Elastic Compute Service:Fault drills

Drill scenario

Description

Downtime drill

Server downtime is a common issue caused by software and hardware abnormalities, and is virtually unavoidable. You can simulate kernel faults on an ECS instance to cause downtime, to test your business system's response to downtime, inspect system recovery capabilities, and verify the effectiveness of monitoring and alert mechanisms. You can then develop response strategies based on the drill results. This ensures that the system can quickly resume normal operation after downtime occurs in the production environment, reducing the risk of business interruption.

High CPU utilization drill

To ensure stability for your business, CPU utilization must be maintained within a reasonable range. Excessively high CPU utilization can cause business latency, or even interruption. You can inject high CPU utilization faults to an ECS instance to test how the business system responds to specific CPU loads, inspect system recovery capabilities, and verify the effectiveness of monitoring and alert mechanisms. You can then develop response strategies based on the drill results. This ensures that the system can quickly resume normal operation when high CPU utilization occurs in the production environment, reducing the risk of business interruption.

OOM drill

You can perform an out of memory (OOM) drill on an ECS instance by using an injection process to continuously consume memory. This allows you to test whether business processes can be terminated as expected, inspect system recovery capabilities, and verify the effectiveness of monitoring and alert mechanisms. You can then develop response strategies based on the drill results. This ensures that the system can quickly resume normal operation when OOM occurs in the production environment, reducing the risk of business interruption.

Network drills

• Network packet loss drill: Network packet loss is a common network failure. Situations such as network congestion, hardware failures, and link interference may cause network packet loss. This drill scenario verifies the system alert and recovery mechanisms when network packet loss occurs.

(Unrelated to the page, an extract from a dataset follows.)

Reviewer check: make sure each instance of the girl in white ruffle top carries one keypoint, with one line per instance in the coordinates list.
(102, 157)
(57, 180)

• Network interruption drill: Network failure is a common issue in ECS. Network failure includes hardware link abnormalities, carrier network fluctuations, and system configuration issues, which can cause network connection failures and make ECS instances unavailable for long periods. This drill scenario verifies the monitoring and recovery capabilities of your business when one of its nodes becomes unavailable.

• Network delay drill: Network delay affects the response speed of applications and services, and high network delay degrades user experience. Factors that lead to network delay include increased network traffic and unstable lines. This drill scenario verifies the system alert and recovery mechanisms when network delay occurs.

Disk and I/O drills

• High disk capacity utilization drill: Excessively high disk capacity utilization may cause system performance degradation, system crashes, and data loss due to data accumulation and temporary file buildup. You can perform high disk capacity utilization drills to verify that the system can run stably and does not encounter data loss if disk capacity utilization is high or even full on an ECS instance.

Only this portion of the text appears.